Six years later, George Pataki is all alone, the Republican Party’s only statewide elected official. (Lieutenant Governor Mary Donohue also is a Republican, but she was elected as part of the Pataki ticket.) “Oh, my God,” said one Pataki aide. “Surrounded by liberals at every turn! How much worse could it get?” How much worse? Well, how does “Senator Hillary Clinton, Democratic Party powerhouse” sound? Mrs. Clinton’s presence in New York “puts a bulls-eye on the Governor’s head,” in the anxiety-stricken words of one Pataki aide. Mrs. Clinton is expected to bring along some of her old friends from the war-room days, and they surely would delight in bringing down Mr. Pataki in two years. In fact, a Pataki defeat would seem to be Priority No. 1 for a revived state Democratic Party, for Hillary Clinton’s state Democratic Party.

George Pataki, once the symbol of a resurgent New York Republican Party, has, in the space of six years, become the party’s last high-profile redoubt. Since 1998, Mr. D’Amato has been replaced by Charles Schumer, Mr. Vacco by Eliot Spitzer. There’s a Democrat as county executive in Westchester. Republicans have lost control of the Nassau County legislature for the first time in memory. And now Hillary Rodham Clinton and friends have come to town.

Not a pleasant prospect.

Mr. Pataki “says he’s not worried” about Mrs. Clinton’s presence in the state, according to one adviser who recently spoke with the Governor. “That means, of course, that he is worried. Hillary is going to be in town every day, Bill [Clinton] is going to be around. And she did a great job in the campaign.”

State Democrats believe Mrs. Clinton’s victory shows that the Governor is in for a tough battle should he run for a third term in 2002. “Pataki is Lazio-like,” asserted one adviser to State Comptroller H. Carl McCall, an all-but-announced Democratic candidate for Governor in 2002. “They’re both moderate Republicans. And the fact that Hillary Clinton won by so much sends a message to George about what Carl can do.” Mr. McCall, the first and thus far only African-American to win statewide office in New York, campaigned ferociously with Mrs. Clinton in the last weeks of the campaign, and the African-American turnout in some precincts doubled that in the 1996 Presidential race, according to one top state Democrat. That bodes well for a McCall challenge to Mr. Pataki.

In addition, Mrs. Clinton’s strong upstate showing indicated that the region that gave Mr. Pataki an overwhelming edge in his 1994 campaign against Mr. Cuomo is not an automatic win for the Republicans. Mr. Pataki won upstate by a two-to-one margin in 1994; Mr. Lazio split it almost 50-50 with Mrs. Clinton.

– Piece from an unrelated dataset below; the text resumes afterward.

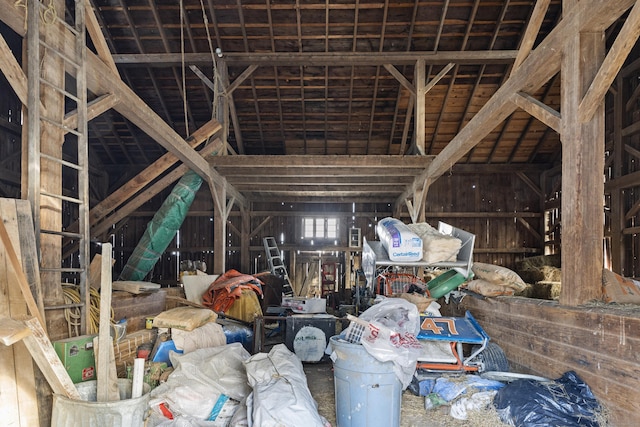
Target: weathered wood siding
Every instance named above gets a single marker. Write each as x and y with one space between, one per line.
495 207
602 344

And then there is the money question. Mr. Pataki raised and spent $20 million to win a re-election campaign that was both easy (he trounced Democrat Peter Vallone in a three-way race) and troubling (he barely received 51 percent of the vote). His fund-raising scared off stronger opponents, but that won’t be the case anymore with the vaunted Clinton fund-raising machine now based in Mr. Pataki’s home state.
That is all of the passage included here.